Le 03/03/2016 13:40, Nick Coghlan a écrit :
>>
>> I would be nice to discuss how to move to a new C API which doesn't
>> expose implementation details and discuss if libraries will move to it
>> or not. Implementation "details": GIL, reference counting, C
>> structures like PyObject, etc.
>
> Adding cffi (including its dependencies) to the standard library was
> approved-in-principle a couple of years ago, and I believe the one
> technical issue with a lack of support for ahead-of-time compilation
> of the extension module has since been addressed, so as far as I know
> that just needs a champion to actually work through the details of
> getting it added via the PEP process.
>
> I'm also not aware of any explicit documentation of the underlying FFI
> from a C API/ABI perspective, which is what would be needed for tools
> like SWIG and Cython to support it as an alternative to the full
> CPython API.

I don't understand what cffi has to do with the CPython API.  You use
cffi for binding with third-party libraries.  C code wanting to
interface with CPython will continue to have to use the CPython API.

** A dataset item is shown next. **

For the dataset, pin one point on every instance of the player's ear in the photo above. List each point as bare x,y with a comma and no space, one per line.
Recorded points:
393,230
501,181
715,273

You're right, it doesn't directly address the needs of integrators like Blender who embed CPython as a scripting language. And this doesn't directly address the needs of Numba where you want low-level access to (I assume) the code object.

But I do think the spirit of Victor's idea is worth considering. Our C API does expose a lot of low-level detail that isn't necessarily needed and can hamper our ability to tweak how Python itself operates. We also have not been good about deprecating parts of the C API and thus getting rid of old ways of doing things that no longer map well on to how Python operates now (the [import APIs]( https://docs.python.org/3/c-api/import.html) are an example of this; I mean how many ways do we really need to expose for importing Python code?).

So it might behoove us to stop and look at what exactly is needed by embedders like Blender, library wrappers like NumPy or the various DB drivers, and accelerators like Numba. That way we can maybe start discussing things like all external code must go through a function/macro, PyObject is to be considered opaque to third-parties, and all public APIs have an error return value. And we discuss how to handle deprecations. And we see if there's a way to do memory management where INCREF/DECREF is no longer the direct responsibility of C API users. I mean if you want a motivation/lens to look at this through, then what would we need to do to our C API to make it so that anyone following a new API wouldn't be broken if we dropped the GIL?
 

As for integrating cffi into the stdlib, it seems to be doing fine as a
third-party library.

It is doing fine as an external library, but if something as radical as heavily trimming back and/or rewriting the C API occurs then having CFFI in the stdlib to evolve with the internal C changes makes sense. I think that's where the thought of pulling CFFI in the stdlib stems from.